実を言うと今日は職場に中学生の生徒が学校での授業の一環として来訪され、一員として作業を手伝ってくださった(「トライやる・ウィーク」というやつだ)。だから、今日はその彼に指示をしなくてはならずこんなぼくでも遠慮してしまう。いつもなら気ままに・実にのびのびと働くのだけれど今日はそんなわけにもいかず彼のことを意識する。どんな説明、どんな指示が彼にとってわかりやすいだろうか、伝わるだろうか……それを見つけ出して、コトバにして彼に適切に伝えるのは実に骨が折れる(いやもちろん、ぼくの同僚・上司はこんなことを日々「あたりまえ」のこととしてこなしているのだから凄いことだ)。これまで日記にも書いてきたけれど、ぼくはずっとわかるわけがないウィトゲンシュタインの言葉やコミュニケーションに関する哲学を読みあさってきた。こんな状況に立ち会ってしまうとぼくは彼の哲学が決して「机上の空論」なんかではない、まさに「ホットな」「生々しい」ものだとわかる。ウィトゲンシュタインも生活の現場、職場や家庭でこんな行き違いを経験してそこからあんな哲学を練り上げたのかなあ、と妄想がふくらむ。
今日から、町のある施設で行われている英会話教室のシーズンが始まる(全8回のレッスンを経験する段取りとなっている)。仕事前に友だちにこのことを話したら、Discordである人に「でも、あなたの英語はもううまいじゃん」と言われてしまった。もちろんとてもありがたいというか光栄この上ない言葉だったのだけれど、でもそんな言葉に出くわしあらためて「じゃ、なんでよりによって英語なんか学ぶんだろう」とも考えてしまう。とりわけこの小国、日常的な次元ではめったに使うことのない英語なんてものを……ご存知のとおり、この問いに出くわすとぼくはその時々にまったく別の・矛盾した答えを出してしまう。「世界中に友だちを作りたい」とか「『ロリータ』や『1984』といった英語圏(引いては世界レベル)の傑作群を英語で読みたい」とか。ここだけの話、もっと「どす黒い」理由もあることだって告白する。
いま、ぼくが思うのは1989年のまさに6月4日に中国で六四天安門事件が起きたということだ。いやもちろんそれとこれとは別で、英語を学ぶぼくの試みとあの事件に直接的な関係なんてものはこれっぽっちもない。でも、数年前から(自分でもなんでなのかまったくもって思い出せないが)、DiscordやWeChat(微信)といったメディアで英語を介していろんなことを話すことを楽しむようになったのは一因と言えるかもしれない。村上春樹や、文字どおり(さっきも書いた)「どす黒い」話題などだ。世界に引かれている国境線・境界線を超えて、この国の外部に広がるリアリティを知り、同時にこの国自身の内部に存在するリアリティをも(鏡を通して自分の姿を確認するように)見つめるようになった。

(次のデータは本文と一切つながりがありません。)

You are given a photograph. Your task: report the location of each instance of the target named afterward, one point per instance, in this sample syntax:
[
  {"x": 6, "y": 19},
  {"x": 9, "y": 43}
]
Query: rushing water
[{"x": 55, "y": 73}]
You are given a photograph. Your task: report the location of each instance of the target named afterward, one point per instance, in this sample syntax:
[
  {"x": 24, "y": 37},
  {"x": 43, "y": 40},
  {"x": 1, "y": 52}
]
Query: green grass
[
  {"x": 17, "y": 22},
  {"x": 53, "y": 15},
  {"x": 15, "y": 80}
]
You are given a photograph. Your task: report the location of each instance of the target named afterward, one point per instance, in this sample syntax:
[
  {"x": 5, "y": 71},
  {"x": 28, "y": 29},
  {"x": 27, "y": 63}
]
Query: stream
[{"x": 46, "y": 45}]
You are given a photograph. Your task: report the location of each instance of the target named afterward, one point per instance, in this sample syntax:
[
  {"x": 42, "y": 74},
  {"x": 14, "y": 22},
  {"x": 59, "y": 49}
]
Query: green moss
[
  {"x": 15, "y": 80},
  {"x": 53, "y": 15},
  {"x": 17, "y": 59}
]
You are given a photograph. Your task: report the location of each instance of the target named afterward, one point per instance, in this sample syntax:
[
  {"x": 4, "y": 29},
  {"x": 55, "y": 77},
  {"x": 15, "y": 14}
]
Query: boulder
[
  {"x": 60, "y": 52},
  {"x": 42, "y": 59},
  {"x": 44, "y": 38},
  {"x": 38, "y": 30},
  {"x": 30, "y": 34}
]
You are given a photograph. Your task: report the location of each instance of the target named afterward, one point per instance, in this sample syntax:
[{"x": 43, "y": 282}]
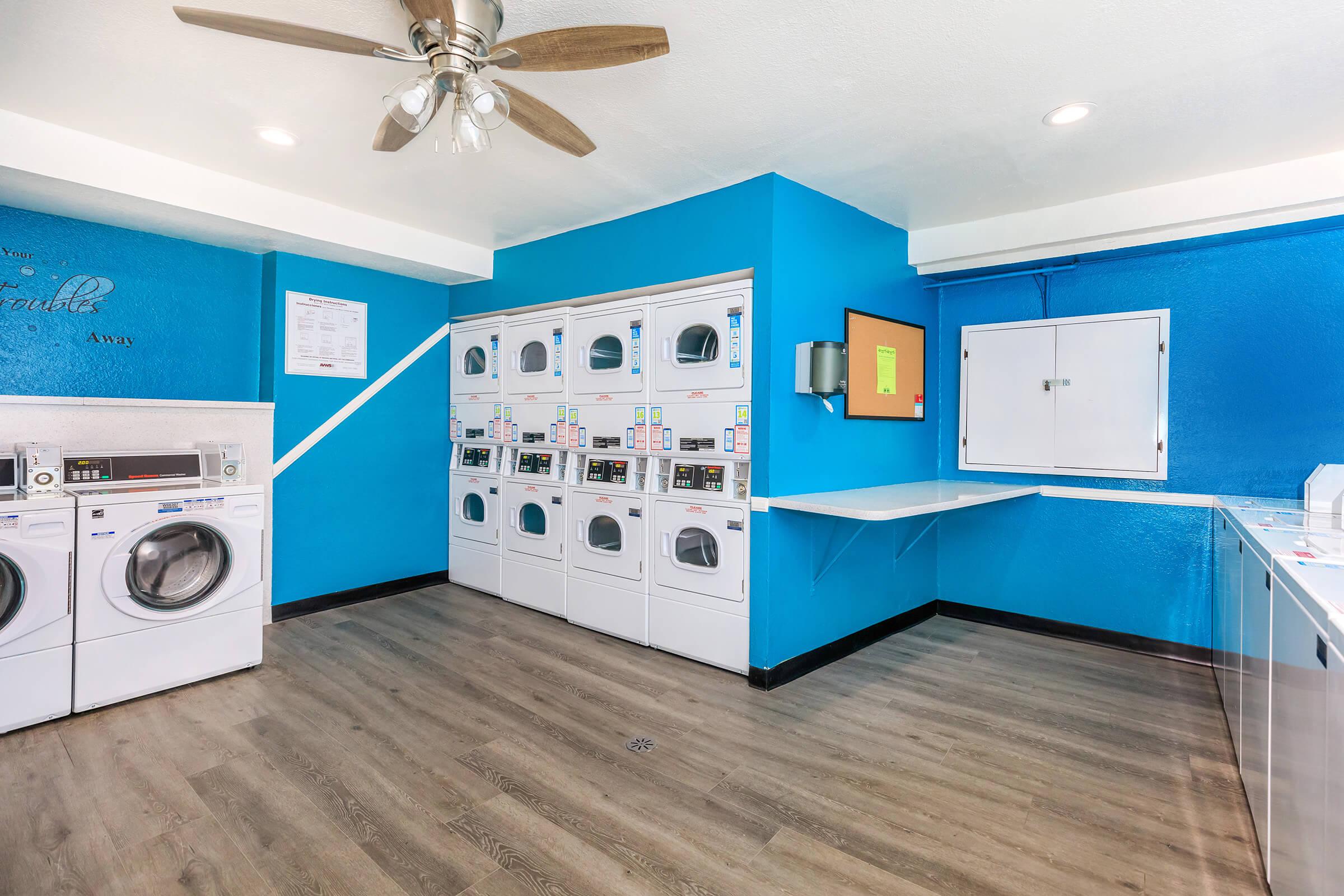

夜になり、お待ちかねの英会話教室に赴く。そこで、友だちと再会したり新しい方と出会ったりして会話に花を咲かせる(彼らが快活な笑顔を浮かべておられたのが印象深い)。学校や職場ではぼくたちは義務やタスクをこなすことを考えないといけない。行儀よく振る舞う必要もあろう。でも、こんなリラックスしたシチュエーションでは心を開く試みも許されよう。心を開き、未知に自分を投げ出す(よく知らないけど、なんだかサルトルの哲学みたいだ)……そんな試みを楽しいと思ってしまうからこそ、ぼくは英語を学びこうしてコミュニケーションを楽しむのかなと思った。